Researchers have found that 371 people facing the death penalty nationwide between 2002 and 2013 raised claims of intellectual disability. Fifty-five percent of those were successful. In North Carolina, that figure was 82 percent. The statistic was 57 percent in Mississippi. As of 2017, Georgia’s rate was 7 percent due solely to Vernessa Marshall’s case.

Only two states had lower success rates: Florida and Tennessee. Florida had enacted a strict IQ cutoff of 70 to gauge intellectual disorder. But the U.S. Supreme Court struck that standard down in 2014, writing that the state’s IQ cutoff violated “our nation’s commitment to dignity[.]” Tennessee, meanwhile, passed legislation last year making it easier for people on death row to challenge their death sentences on the basis of intellectual disability.

Several people have challenged Georgia’s statute in court in an attempt to put the state’s laws in lockstep with those of other death penalty states. But the Georgia Supreme Court has always upheld the burden as constitutional and the U.S. Supreme Court has never heard arguments on it, despite an admission from one of the bill’s original co-authors, lawyer Jack Martin, that the law was a mistake. Martin helped draft the bill when he worked with the Georgia Association of Criminal Defense Lawyers’ advocacy group.

“It was sloppy draftsmanship, pure and simple,” Martin testified in 2013, during a legislative listening session on the statute. “I don’t think anybody intended that to happen.”

In a telephone interview with The Appeal, Martin said that the authors of the statute had meant for defendants to have to prove it was more likely than not they were intellectually disabled. The authors had previously sidestepped adding in clearer language because they were nervous the attorney general would withdraw his support. “We thought that that might hurt our chances of passing because it was such a new idea,” Martin said. “In retrospect, that was probably a mistake.”

Despite criticism from defense attorneys and disability-rights advocates, there has been little legislative will to change the statute. The last effort, in 2018, failed.

Without action from the legislature, Young’s lawyers have had to turn to the courts. But there has been little help there either. Last year, the Georgia Supreme Court rejected Young’s claim, ruling that he “failed to prove beyond a reasonable doubt” that he should be spared from the death penalty because of his disability. One justice dissented, writing that the burden increases the risk that an intellectually disabled person will be executed.
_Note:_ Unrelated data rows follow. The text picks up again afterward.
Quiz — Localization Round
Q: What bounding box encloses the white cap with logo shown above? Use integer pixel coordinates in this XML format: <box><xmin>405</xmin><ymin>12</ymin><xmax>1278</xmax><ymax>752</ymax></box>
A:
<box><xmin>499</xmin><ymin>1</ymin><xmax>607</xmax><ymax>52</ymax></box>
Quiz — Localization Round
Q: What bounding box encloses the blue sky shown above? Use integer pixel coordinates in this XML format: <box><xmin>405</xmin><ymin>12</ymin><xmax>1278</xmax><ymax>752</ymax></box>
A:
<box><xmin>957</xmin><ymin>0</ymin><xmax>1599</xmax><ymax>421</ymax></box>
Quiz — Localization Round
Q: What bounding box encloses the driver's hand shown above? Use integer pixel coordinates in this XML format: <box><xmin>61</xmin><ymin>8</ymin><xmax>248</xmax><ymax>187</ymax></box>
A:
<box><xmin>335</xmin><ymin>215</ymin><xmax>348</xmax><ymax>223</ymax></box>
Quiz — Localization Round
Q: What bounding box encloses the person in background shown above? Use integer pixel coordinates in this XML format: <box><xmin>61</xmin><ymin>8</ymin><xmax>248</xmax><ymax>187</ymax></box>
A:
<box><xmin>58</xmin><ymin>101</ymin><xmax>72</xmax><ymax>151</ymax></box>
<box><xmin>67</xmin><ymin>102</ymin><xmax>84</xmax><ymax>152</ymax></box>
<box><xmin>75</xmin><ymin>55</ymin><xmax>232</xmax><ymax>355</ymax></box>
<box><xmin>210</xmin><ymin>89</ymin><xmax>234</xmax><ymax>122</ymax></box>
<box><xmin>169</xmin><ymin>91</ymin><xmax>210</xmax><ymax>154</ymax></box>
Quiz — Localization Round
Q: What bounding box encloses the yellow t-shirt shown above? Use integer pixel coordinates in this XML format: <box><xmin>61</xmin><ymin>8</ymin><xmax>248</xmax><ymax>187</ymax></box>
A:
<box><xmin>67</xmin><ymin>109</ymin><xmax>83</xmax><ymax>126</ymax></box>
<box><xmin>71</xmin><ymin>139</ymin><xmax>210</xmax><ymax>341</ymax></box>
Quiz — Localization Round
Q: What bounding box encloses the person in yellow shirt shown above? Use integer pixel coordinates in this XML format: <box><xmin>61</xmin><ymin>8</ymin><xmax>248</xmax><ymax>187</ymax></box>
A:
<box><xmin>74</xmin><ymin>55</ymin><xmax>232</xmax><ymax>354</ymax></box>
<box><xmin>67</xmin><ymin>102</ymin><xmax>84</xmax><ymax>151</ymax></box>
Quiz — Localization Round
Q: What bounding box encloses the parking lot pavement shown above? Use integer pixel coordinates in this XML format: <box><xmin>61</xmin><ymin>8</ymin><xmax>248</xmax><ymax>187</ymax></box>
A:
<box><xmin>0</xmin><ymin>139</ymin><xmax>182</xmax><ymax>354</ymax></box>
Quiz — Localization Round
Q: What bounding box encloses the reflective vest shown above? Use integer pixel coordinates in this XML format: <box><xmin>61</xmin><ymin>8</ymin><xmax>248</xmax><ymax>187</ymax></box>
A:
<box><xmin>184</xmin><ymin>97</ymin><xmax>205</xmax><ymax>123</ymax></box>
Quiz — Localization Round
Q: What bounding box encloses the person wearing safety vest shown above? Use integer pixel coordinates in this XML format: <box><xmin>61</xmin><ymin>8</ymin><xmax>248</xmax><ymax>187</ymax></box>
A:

U.S. Supreme Court justices will convene this month to review Young’s petition on February 25. The court can either decide not to hear his case, to accept the case for review, or to delay their decision until another meeting. Historically, this Supreme Court has not been kind to people on death row claiming intellectual disability. In the past four months, justices have greenlighted the executions of two men in Alabama who said they were intellectually disabled. Both have since been executed.

To Hendricks and Reich, two of the men who’ve known Young since high school, it seems obscene that the Supreme Court would need to debate whether he has an intellectual disability. “I don’t condone murder,” said Reich. “I just don’t think in this case, the death penalty is warranted.”


Editor’s note: This article originally stated that students in the special education program at Young’s high school were assigned psychiatrists. This is incorrect. They were assigned psychologists. Additionally, this article originally claimed that more than a dozen other people could be saved from death row in Georgia if the Supreme Court overturns Georgia’s intellectual disability law. In fact, Young’s lawyers have identified four other people who could be saved from death row in Georgia. This story also originally included a photo of a man erroneously identified as Rodney Young. We regret these errors.